Monday, August 22, 2011

Whats Logical?

I've been trying to work out everything in a logical fashion today. here i go again with the over thinking... i thought i wanted to be single until i started seeing my lover and so he changes the game and i feel as though not wanting to say ''the one" but there is potential for great things there, i believe. The problem is that i'm going to have to wait, i think for a very long time too. First thing i have to wait for is for him to completely get over his ex.... they were together for basically seven years its a big deal. and secondly that makes him believe he has missed out on so much of his youth... going out ect... where as i have done that already and id rather stay home, i do still like going out just not every weekend and getting absolutely fucked...that does have to do with where we live though. and with that comes the one night stands, he's slept with three people and as much as i cant imagine him becoming some stud, i know i have to let him go out and do it otherwise he would completely resent me in the long run.

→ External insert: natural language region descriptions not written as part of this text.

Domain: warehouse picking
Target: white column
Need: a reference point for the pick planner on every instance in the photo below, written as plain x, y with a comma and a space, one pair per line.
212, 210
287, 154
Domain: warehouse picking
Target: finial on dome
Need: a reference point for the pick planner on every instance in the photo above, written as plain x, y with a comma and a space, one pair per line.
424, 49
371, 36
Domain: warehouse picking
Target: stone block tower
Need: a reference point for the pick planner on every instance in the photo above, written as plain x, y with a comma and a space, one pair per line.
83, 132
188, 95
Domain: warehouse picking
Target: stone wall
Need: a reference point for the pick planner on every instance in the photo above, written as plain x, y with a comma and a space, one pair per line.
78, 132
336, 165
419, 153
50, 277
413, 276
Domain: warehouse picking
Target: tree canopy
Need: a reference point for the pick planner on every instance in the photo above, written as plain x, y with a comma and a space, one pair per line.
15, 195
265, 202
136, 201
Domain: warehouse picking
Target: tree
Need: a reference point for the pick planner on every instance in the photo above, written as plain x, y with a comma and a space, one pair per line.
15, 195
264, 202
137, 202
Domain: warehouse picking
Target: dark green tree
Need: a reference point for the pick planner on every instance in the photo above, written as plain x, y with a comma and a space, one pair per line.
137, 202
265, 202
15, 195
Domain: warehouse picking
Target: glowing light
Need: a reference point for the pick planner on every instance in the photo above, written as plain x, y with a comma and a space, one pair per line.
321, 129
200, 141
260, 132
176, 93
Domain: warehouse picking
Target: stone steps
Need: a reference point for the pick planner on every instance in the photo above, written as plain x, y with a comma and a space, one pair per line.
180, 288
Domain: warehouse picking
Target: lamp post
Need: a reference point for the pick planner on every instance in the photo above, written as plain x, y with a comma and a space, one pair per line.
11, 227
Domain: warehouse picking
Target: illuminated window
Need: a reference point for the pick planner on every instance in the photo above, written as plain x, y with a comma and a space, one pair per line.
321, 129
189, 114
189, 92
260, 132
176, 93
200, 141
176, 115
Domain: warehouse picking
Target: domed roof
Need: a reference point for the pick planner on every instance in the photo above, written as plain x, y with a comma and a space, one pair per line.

so i know i have to let him do this.... but for my own sanity do i stop seeing him? that will leave me lonely but will it make me less attached to him? fuck i don't know. should i tell him how i'm feeling... or only some of it.. i don't want to scare him off completely. i know i do get too emotionally involved with guys, but this weekend really hurt me, i wish it didn't have to be so complicated and the timing was right. the timing is never right.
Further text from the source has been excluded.